Producer - Ed Jahn
Editor/Videographer - Michael Bendixen
Videographer - Todd Sonflieth
Post Audio Engineering - Steven Vaughn Kray
Rigger - Sean O’Connor
Porter - Leif Erik Smith
Additional Video - Sean O’Connor, Ryan Scott, Keel Brightman, Matt King, Willie Illingworth
Pilot - Ned McCall
Kayakers call it the SRG — the Salmon River Gorge. A place that roars with the thunder of nearly a dozen waterfalls. A place so steep, treacherous and inaccessible that no trails lead there.
The only way in is by boat. And the only way out is down.
The Shangri-La of Oregon Kayaking
What kind of person would boat down a river so dangerous that it was considered un-runnable as recently as the 1990s? Luke Spencer, for one. He says the excitement and beauty of the place combine to make it, as he puts it, “the Shangri-La of Oregon kayaking.” “When I got into it I’m like, ‘Sweet, I’m kayaking, it’s thrill seeking’ … but there’s so much more to it than that.”
The world inside the Salmon River Gorge is not unlike that of the Columbia River Gorge. Water pours in from every direction and moss dangles from basalt protrusions hundreds of feet above the river. It’s a photographers’ delight. But seeing it requires kayaking, and kayaking the Salmon River Gorge is a class V-VI adventure with life-and-death consequences.
That no one has died here speaks only to the fact that the run remains something of a secret among expert boaters. While not the first to run the Salmon River Gorge, the regulars — people like Luke Spencer, Ryan Scott, Keel Brightman — each spend upwards of 200 days a year running some of the toughest whitewater in the Northwest.
And, like surfers, they keep the keys to this kingdom close at hand. The faint, unmarked game trail used to access the river remains a well-guarded secret.
Since the run was first pioneered in the early 2000s, Spencer says probably no more than a few hundred kayakers have successfully run the mile-long gorge and its more than half-dozen waterfalls ranging from 10 feet to 80 feet high. But as thrilling as the adventure may be, the 35-year-old Spencer says the experience is as much about being in a place as seeking a thrill.

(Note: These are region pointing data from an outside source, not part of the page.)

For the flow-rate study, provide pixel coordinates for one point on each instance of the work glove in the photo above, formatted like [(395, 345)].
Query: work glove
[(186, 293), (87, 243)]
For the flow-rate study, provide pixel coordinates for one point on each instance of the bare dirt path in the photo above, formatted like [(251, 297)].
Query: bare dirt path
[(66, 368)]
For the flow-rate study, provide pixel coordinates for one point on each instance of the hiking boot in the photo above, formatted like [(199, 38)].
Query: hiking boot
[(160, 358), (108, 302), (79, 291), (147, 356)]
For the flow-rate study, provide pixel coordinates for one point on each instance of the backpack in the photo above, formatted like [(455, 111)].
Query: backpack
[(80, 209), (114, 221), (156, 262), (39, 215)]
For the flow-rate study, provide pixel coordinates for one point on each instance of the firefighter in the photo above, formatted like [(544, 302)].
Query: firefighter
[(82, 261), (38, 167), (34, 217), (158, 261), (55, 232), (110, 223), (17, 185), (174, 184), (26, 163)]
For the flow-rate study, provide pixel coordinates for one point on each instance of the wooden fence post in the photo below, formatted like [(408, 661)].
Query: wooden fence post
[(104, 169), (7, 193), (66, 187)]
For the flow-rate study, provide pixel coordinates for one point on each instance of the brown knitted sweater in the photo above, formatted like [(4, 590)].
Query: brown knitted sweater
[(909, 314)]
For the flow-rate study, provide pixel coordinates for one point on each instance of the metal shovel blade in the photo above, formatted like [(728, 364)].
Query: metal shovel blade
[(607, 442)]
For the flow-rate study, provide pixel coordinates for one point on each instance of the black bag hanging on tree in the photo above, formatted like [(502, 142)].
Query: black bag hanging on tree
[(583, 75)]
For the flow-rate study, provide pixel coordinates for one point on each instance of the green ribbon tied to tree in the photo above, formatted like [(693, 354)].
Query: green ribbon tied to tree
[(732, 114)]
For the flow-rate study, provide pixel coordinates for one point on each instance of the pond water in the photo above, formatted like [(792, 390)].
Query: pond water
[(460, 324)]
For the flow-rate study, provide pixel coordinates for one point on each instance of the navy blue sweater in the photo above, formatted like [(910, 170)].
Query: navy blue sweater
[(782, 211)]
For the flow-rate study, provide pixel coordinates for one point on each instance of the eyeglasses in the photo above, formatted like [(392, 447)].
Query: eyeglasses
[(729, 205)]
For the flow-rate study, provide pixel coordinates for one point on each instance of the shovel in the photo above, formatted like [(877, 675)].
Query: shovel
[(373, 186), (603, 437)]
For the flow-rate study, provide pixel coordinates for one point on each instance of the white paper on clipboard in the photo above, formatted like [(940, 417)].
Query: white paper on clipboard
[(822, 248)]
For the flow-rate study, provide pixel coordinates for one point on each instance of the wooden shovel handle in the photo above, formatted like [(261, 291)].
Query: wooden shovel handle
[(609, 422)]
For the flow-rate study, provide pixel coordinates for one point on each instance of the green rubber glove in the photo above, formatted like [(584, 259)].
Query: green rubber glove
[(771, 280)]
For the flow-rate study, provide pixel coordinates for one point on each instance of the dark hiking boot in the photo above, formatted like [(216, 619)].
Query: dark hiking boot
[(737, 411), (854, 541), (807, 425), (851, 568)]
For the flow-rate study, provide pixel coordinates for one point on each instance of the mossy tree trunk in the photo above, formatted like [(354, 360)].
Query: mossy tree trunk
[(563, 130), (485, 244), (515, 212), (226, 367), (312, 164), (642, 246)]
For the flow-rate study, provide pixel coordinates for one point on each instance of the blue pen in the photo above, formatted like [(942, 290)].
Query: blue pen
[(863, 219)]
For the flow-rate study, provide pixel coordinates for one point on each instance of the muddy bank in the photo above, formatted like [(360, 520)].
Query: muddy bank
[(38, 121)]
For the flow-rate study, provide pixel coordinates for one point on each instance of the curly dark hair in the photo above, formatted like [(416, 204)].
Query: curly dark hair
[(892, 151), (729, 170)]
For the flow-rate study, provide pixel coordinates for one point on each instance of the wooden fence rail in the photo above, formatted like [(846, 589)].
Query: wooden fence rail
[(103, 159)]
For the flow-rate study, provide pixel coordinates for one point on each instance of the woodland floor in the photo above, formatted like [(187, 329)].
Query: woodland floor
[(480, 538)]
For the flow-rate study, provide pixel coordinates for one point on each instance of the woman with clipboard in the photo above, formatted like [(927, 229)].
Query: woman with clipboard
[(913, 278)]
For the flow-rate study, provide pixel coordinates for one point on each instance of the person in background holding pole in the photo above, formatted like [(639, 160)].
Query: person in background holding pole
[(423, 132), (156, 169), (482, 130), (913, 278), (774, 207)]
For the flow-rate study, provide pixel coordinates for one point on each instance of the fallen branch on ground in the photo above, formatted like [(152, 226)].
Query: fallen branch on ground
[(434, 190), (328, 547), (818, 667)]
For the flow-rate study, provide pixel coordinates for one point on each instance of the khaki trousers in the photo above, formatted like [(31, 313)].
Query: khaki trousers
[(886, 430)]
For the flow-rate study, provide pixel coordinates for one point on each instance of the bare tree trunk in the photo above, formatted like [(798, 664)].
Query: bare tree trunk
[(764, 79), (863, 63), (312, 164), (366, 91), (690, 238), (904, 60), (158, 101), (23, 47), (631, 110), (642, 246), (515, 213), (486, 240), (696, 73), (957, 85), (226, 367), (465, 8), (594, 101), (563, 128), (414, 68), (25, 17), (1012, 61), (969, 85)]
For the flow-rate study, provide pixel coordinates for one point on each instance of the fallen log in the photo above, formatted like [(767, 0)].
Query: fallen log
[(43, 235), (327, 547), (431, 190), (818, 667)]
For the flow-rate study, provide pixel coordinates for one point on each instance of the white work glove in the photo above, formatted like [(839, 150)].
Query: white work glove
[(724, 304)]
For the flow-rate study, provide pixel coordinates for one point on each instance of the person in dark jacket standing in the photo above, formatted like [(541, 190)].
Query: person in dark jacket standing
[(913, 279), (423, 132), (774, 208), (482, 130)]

“The inaccessibility of the canyon itself — part of its beauty is that people can’t get in there … unless you’re a kayaker, you will never see the innards of that canyon.”
So Close and Yet So Far
The Salmon River Gorge is only an hour from Portland and its existence is by no means a secret. Hikers, though, can only get so close.
The popular Salmon River Trail closely follows the river through the Salmon-Huckleberry wilderness for miles before it ascends steeply, veering away from the water and up into the dense cover of forest. From the trail, the part of the gorge that contains the densest cluster of waterfalls looks to be little more than a dark, distant crease framed by basalt cliffs plunging into blackness.
To break away from the trail to get a closer look requires goatlike footwork across unconsolidated rock and loose moss that gets progressively steeper, and progressively more treacherous, until there is no going further. Obstructed views of two of the falls can be seen from one difficult to reach off-trail meander, but the meager and uninspiring vantage is not worth the effort.